遠くバブル経済崩壊以降から、さらにはリーマンショックの打撃も受け、長期的に低迷気味であった日本経済は、このインバウンド効果により徐々に潤い始めました。日本国内には、諸外国から観光客が怒涛のように押し寄せ、これを機に、浅草の裏路地の店主も英会話を嗜むなど、猫も杓子も必死で「おもてなしする」体制を整えています。
なにより変化しているのは、鉄道交通網。地下鉄の掲示板や車内アナウンスも英語・中国語・韓国語とインターナショナルに変化し、「国際都市 JAPAN」たる体を少しずつ成してきています。そして、外国人観光客のスムーズなトラフィック・アクセスをサポートするべく、各地で新駅も建設されています。
2020年に向け「都心新駅」が続々誕生。その経済効果はいかに
東京オリンピックのシグネチャーともいうべき建造物である「新国立競技場」(渋谷区・新宿区)。初回選定のデザイン案が白紙に戻るという衝撃的な展開から、紆余曲折を経て選ばれたのは、天然素材の未知なる可能性を探求する建築家・隈研吾氏のデザインでした。
隈氏の建築は、主に木材を主体にした意匠が特徴。これまでに手掛けた建築物は、サントリー美術館、根津美術館、浅草文化観光センター、ATAMI海峯楼、長崎県美術館など。そして、日本全国、いや世界をまたにかけ活躍する隈氏が手掛けた最新プロジェクトが「高輪ゲートウェイ」駅です。2020年に暫定開業予定で、山手線では1971年に開業した「西日暮里」駅以降、49年ぶりに開業する30番目の新駅です。こちらもオリンピック特需を象徴すべく、羽田空港を結ぶアクセス拠点としての一翼を担っています。
そしてもうひとつ、オリンピック特需を受けて誕生するのが、東京メトロ日比谷線「虎ノ門ヒルズ」駅。2020年の暫定開業を目指し鋭意建設中です。「虎ノ門ヒルズ」駅は、その名の由来となった、森ビルが開発するオフィス・商業・レジデンスの複合ビル「虎ノ門ヒルズ」と、東京メトロ「虎ノ門」駅とが地下で直結する巨大な地下空間となり、新たな交通の要所となります。加えてその地上部には、オリンピックの各種競技開催会場の1つ「豊洲」エリアへの足となる、バス高速輸送システム(BRT)のターミナルが開業する予定です。

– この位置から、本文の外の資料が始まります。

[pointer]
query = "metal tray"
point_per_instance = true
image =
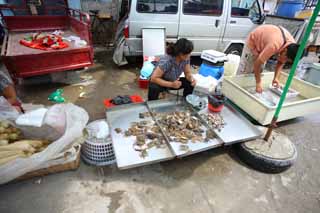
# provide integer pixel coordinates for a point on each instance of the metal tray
(127, 157)
(236, 129)
(161, 106)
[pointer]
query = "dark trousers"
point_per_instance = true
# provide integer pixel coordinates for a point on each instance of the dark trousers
(155, 89)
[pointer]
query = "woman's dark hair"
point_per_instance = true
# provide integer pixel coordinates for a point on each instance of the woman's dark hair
(182, 46)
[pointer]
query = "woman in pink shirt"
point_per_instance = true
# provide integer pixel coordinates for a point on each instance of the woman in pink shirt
(262, 43)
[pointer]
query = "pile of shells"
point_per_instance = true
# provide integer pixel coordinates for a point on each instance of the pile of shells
(183, 127)
(214, 120)
(147, 136)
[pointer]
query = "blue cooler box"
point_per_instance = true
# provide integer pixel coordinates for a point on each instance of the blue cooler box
(211, 70)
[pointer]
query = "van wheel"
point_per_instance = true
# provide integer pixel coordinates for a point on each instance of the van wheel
(235, 49)
(274, 157)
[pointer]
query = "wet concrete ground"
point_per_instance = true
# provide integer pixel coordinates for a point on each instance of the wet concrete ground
(211, 181)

オリンピック「開催決定後」の今、不動産市場はどうなっている?
オリンピック開催決定以降、世界各国の投資家が日本の不動産市場に注目し始めました。すぐに動いたのは、中国を中心とするアジアの富裕層。都心の湾岸エリアや、港区、渋谷区、新宿区の名立たる一等地に建つ築浅タワーマンションを名指しで「爆買い」。所有者の8割が中国人という物件も多数見受けられました。
しかし、思わぬところでオリンピック特需の弊害が発生しています。というのも、管理費未納や、民泊まがいの利用をはじめとしたルール違反が多発、管理規約を急きょ改定するなど、多くのマンション管理組合が「招かれざる客」との共存に頭を悩ませる事態となっているのです。
そして2018年以降、まだ小規模な動きではありますが、中国人所有の不動産は少しずつ売り市場に出てきています。しかも、購入した時より1割から2割弱価格を下げて。管理規約の新ルールが厳しかったのでしょうか? 資金繰りが悪化したのでしょうか? または税金対策でしょうか? 理由は色々考えられますが、中国人所有の不動産は相場よりも安価で、条件交渉も少なく購入できるケースが多いようです。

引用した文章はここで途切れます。